My concern is only based on the fact that this code is normally not
reachable. It only costs some CPU ticks and adds extra code to the drivers
without any other benefit. The applications should not use out of range
values and if they do, the behavior is not defined (the drivers should only
avoid crashes).
The code seems to be added only to make things consistent for the test
applications. I don't think that it's worth to care only for this reason.
What is the goal for this code? The result with the proposed code will be -
the SoC core has the extra validation conditions.

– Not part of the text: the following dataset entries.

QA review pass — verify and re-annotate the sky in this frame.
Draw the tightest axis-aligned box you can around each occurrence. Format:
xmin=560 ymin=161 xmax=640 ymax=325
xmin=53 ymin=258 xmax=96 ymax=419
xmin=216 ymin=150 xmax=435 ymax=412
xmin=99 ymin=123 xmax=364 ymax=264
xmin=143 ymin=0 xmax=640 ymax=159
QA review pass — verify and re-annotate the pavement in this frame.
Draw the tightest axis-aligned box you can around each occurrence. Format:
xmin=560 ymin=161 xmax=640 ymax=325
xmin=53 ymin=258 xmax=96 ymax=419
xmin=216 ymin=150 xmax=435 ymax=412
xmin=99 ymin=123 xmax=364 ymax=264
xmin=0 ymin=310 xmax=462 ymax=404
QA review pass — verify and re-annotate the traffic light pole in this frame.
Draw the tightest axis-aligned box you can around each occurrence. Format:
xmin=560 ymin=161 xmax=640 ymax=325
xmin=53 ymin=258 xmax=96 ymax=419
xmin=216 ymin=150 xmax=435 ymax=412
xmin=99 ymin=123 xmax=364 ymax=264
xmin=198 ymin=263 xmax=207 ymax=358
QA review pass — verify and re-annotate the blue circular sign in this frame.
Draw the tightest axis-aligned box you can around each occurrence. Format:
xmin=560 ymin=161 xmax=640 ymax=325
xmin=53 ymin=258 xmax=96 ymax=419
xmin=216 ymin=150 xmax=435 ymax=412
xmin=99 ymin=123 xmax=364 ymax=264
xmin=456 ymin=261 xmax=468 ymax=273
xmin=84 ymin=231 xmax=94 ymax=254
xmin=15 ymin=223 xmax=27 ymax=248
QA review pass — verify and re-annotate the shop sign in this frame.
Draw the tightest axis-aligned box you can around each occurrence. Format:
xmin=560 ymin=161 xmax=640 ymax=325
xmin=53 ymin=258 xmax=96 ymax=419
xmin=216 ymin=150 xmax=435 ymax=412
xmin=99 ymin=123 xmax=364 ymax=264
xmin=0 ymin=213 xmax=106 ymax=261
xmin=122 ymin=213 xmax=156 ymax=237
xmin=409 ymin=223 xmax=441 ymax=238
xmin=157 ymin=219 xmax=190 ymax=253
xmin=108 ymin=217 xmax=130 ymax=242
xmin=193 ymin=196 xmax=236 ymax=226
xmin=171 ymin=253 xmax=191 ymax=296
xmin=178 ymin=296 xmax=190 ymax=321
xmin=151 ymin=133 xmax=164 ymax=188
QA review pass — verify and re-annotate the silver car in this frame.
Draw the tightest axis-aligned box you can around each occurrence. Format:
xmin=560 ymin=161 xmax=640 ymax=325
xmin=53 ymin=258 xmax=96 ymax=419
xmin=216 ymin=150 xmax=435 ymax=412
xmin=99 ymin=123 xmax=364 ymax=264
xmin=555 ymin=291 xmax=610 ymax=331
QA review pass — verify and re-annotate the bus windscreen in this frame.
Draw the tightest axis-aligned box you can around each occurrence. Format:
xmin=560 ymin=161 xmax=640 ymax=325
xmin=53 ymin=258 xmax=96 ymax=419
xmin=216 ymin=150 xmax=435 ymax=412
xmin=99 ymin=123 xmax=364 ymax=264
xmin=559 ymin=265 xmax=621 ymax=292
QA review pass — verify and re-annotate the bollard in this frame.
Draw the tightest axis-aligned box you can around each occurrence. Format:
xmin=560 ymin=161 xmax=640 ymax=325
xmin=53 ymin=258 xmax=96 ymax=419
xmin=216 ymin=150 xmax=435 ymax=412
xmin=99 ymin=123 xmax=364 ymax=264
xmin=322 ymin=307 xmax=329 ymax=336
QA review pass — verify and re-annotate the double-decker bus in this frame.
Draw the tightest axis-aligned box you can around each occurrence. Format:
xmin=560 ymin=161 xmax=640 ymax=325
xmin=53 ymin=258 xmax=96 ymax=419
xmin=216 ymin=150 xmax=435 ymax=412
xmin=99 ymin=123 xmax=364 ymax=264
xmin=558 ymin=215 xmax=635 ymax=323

We need these checks all the time for the generic ASoC controls since
the values for the controls are stored in the underlying device's
register map so the out of range values will be written to the hardware,
pushing it out of specified use. That's not a great idea in general and
in extreme cases could result in physical damage to the system. The
biggest risk I see here is around speaker drivers since they deal with
high powers, even ignoring silicon requirements we also don't currently
enforce platform maximums that the machine drivers specify - that
feature was added after an inexperienced user burnt out the speakers in
their Chromebook since the speakers in the system were rated for much
lower powers than the CODEC was able to deliver.

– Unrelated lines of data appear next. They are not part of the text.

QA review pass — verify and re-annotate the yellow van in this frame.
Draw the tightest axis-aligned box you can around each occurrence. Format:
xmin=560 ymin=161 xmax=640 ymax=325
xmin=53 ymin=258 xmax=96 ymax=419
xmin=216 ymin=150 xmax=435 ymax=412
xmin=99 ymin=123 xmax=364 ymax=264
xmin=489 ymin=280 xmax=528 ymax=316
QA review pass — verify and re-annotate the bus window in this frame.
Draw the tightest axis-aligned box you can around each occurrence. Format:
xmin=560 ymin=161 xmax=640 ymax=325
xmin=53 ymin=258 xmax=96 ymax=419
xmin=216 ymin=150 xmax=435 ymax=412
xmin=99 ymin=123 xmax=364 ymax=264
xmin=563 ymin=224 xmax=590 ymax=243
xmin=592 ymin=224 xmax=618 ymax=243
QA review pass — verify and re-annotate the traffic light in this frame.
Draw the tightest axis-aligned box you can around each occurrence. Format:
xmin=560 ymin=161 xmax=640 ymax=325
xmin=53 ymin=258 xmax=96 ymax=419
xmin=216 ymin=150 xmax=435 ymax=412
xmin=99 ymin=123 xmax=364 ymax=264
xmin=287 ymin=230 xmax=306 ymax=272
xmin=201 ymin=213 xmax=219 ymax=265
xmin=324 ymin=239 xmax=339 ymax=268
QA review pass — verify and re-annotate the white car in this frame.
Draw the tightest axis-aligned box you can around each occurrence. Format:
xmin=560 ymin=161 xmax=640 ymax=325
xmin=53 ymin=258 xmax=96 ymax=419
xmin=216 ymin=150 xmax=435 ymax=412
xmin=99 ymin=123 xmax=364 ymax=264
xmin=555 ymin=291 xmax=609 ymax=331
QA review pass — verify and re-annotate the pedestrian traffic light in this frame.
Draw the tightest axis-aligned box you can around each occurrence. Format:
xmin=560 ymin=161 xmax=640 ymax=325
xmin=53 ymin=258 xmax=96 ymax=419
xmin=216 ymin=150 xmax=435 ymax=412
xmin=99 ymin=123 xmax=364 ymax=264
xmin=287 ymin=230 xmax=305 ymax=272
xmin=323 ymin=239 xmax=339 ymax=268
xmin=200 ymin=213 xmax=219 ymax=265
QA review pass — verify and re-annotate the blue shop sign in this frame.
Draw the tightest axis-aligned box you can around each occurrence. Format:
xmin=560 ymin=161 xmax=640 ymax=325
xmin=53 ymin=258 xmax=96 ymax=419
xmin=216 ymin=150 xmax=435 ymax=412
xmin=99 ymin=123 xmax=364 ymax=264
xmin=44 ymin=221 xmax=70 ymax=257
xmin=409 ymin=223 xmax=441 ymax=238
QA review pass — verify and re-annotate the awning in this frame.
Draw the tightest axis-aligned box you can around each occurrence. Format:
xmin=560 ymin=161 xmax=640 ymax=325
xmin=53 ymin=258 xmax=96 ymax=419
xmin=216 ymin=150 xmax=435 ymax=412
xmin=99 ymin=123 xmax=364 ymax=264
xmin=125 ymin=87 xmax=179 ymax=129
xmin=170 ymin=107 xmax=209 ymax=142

It may be good to add this to the comment for two related patches. It's not
obvious from the first glance. So one condition is a must.
Basically, I think that those checks should be marked as debug and they
should be optional like we do for CONFIG_SND_CTL_VALIDATION and enable only
the fast path by default.
Note also that for everything using these helpers the underlying
register map will be regmap based and with the possible exception of
MMIO based regmaps the cost of writing out the new register value will
be overwhelmingly greater than that of the bounds checks. It is
extremely hard to envision a scenario in which even a pathological
application would be able to observe a meaningful performance impact.
It's true that your patches are touching the universal code.
I stop complain for now. I just don't like to add chunks of the extra code
just to resolve something which is not eventually a problem.
Jaroslav
--
Jaroslav Kysela <perex@xxxxxxxx>
Linux Sound Maintainer; ALSA Project; Red Hat, Inc.